Climate Communication will be hosting a full day Climate Matters in the Newsroom workshop at the Society of Environmental Journalists’ annual conference in Flint, MI on October 3, 2018.

Telling Climate Change Stories that Matter: From Impacts to Solutions
Extreme weather. Economic losses. Threats to food and water. Americans are feeling the impact of climate change on their health, safety, and wallets, but most don’t realize it. You will leave this workshop better able to report locally relevant stories. We will address the hottest topics in climate research, impacts and solutions, as well as audience interest and journalistic challenges. You’ll get access to National Science Foundation-funded localized climate reporting resources, including ready-to-use graphics.

Speakers Include:

  • Michael Mann, Penn State University, on the latest in climate science
  • Chuck Kutscher, Renewable and Sustainable Energy Institute*, on clean energy solutions
  • Edward Maibach, Center for Climate Change Communication at George Mason University, on public and journalists’ (including SEJ members) opinions on climate change
  • Bernadette Placky, Climate Central, introducing free, localized climate reporting resources
  • Susan Hassol, Climate Communication, on best practices in climate communication
  • Jeff Burnside, past SEJ President and independent journalist, on local climate reporting
  • Meera Subramanian, independent journalist, on local climate reporting
  • Nancy Gaarder, Omaha World-Herald, and Paul Gross, WDIV-TV, on local climate reporting
    *A joint institute between the University of Colorado-Boulder and the National Renewable Energy Laboratory

The workshop is open to 10 SEJ members, and 10 Climate Matters in the Newsroom Fellows (fellowship includes one year membership to SEJ and an expenses paid trip to the SEJ conference). For more information email alison@climatecommunication.org.

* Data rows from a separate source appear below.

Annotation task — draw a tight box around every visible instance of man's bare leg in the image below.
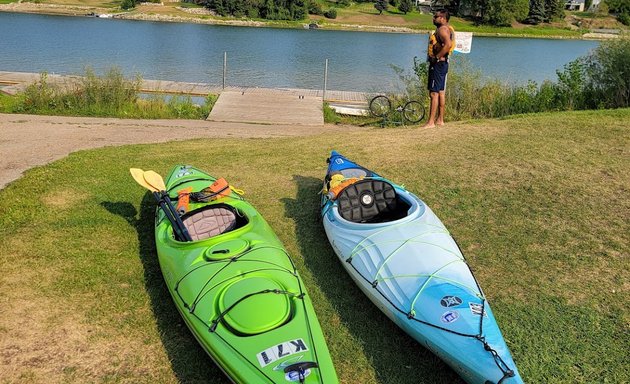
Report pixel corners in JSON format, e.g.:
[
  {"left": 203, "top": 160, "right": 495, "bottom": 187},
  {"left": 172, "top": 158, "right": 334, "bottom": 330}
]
[
  {"left": 422, "top": 92, "right": 444, "bottom": 128},
  {"left": 435, "top": 91, "right": 446, "bottom": 125}
]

Climate Matters in the Newsroom is an NSF-funded collaboration between George Mason University, Climate Central, Climate Communication, NASA, NOAA, Society of Environmental Journalists, National Association of Black Journalists, National Association of Hispanic Journalists, Radio Television Digital News Association, and Carole Kneeland Project — the aim of which is to enable local, science-based, reporting on climate change.